McKenna is not sure how many Mainers have fallen for the Nigerian scam. As with most frauds – including the so-called “gifting club” schemes that McKenna’s office has been investigating for months – victims are often reluctant to complain to authorities, either from embarrassment at being duped or out of fear that they’ve done something illegal.

“But we have gotten a few complaints from victims,” McKenna said. “I’m never surprised when people tell me how tempted they are. It lures you in stages. You might reply simply out of curiosity, and since you’re in the hands of a first-class schemer, there’s a good chance of being sucked in further. One time a man told me he’d heard from someone who claimed to have discovered a magic wishing well somewhere. When he finished telling me about the scam, there was a long pause and then the man asked, ‘There’s no truth to it, is there?’ So I guess you never know what people will fall for.”
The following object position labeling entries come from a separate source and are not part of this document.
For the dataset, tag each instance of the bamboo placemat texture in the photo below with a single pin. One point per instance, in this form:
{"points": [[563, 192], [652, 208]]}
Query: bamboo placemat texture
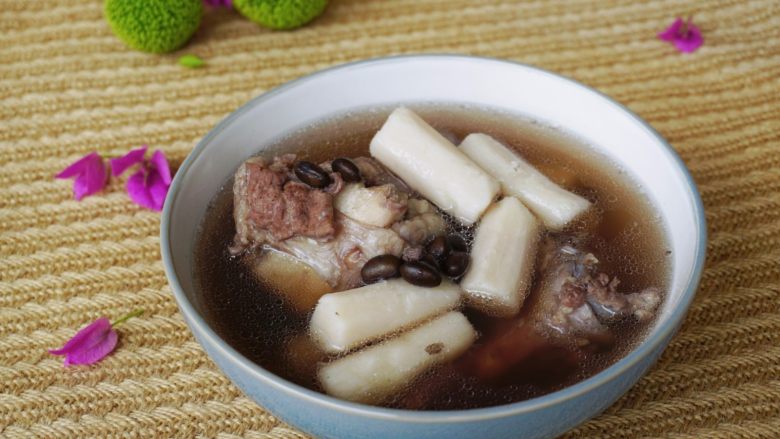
{"points": [[69, 87]]}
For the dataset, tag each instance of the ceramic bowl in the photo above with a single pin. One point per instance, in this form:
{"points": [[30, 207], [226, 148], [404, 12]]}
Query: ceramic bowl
{"points": [[549, 98]]}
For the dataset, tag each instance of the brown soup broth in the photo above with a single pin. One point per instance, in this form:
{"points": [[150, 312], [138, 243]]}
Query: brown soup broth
{"points": [[627, 238]]}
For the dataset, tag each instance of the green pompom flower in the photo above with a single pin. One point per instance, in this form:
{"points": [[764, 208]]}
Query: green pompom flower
{"points": [[280, 14], [155, 26]]}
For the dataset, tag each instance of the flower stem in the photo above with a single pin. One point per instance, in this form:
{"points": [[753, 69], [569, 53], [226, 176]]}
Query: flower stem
{"points": [[128, 316]]}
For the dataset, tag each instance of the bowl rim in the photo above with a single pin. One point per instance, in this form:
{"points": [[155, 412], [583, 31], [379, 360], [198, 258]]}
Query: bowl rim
{"points": [[648, 346]]}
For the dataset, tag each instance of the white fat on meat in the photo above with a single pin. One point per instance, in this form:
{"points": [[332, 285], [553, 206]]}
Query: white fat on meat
{"points": [[378, 206], [340, 260]]}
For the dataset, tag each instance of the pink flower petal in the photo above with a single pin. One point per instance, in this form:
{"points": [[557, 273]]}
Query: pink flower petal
{"points": [[119, 164], [91, 181], [78, 166], [160, 163], [158, 189], [94, 352], [90, 173], [87, 336], [671, 32], [137, 190], [218, 3]]}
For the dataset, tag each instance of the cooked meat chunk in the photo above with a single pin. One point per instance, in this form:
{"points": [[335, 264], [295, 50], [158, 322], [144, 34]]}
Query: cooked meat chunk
{"points": [[575, 307], [269, 206], [339, 260], [423, 222]]}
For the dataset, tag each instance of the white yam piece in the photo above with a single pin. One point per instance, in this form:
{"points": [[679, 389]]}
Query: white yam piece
{"points": [[378, 206], [554, 205], [433, 166], [502, 259], [347, 319], [375, 373]]}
About 10 minutes after our interview had ended, McKenna called back with a scam update. He said he had just read a news story out of England that reported the arrest of six people in South Africa for their involvement in the “infamous Nigerian e-mail and letter fraud.” Authorities said they hoped the arrests marked “an important breakthrough in the battle against the international scam” that has defrauded people of hundreds of millions of dollars so far.

“Well, they got six of them,” McKenna said with a laugh. “Now maybe we can all sleep better tonight.”

Tom Weber’s column appears Tuesday, Thursday and Saturday.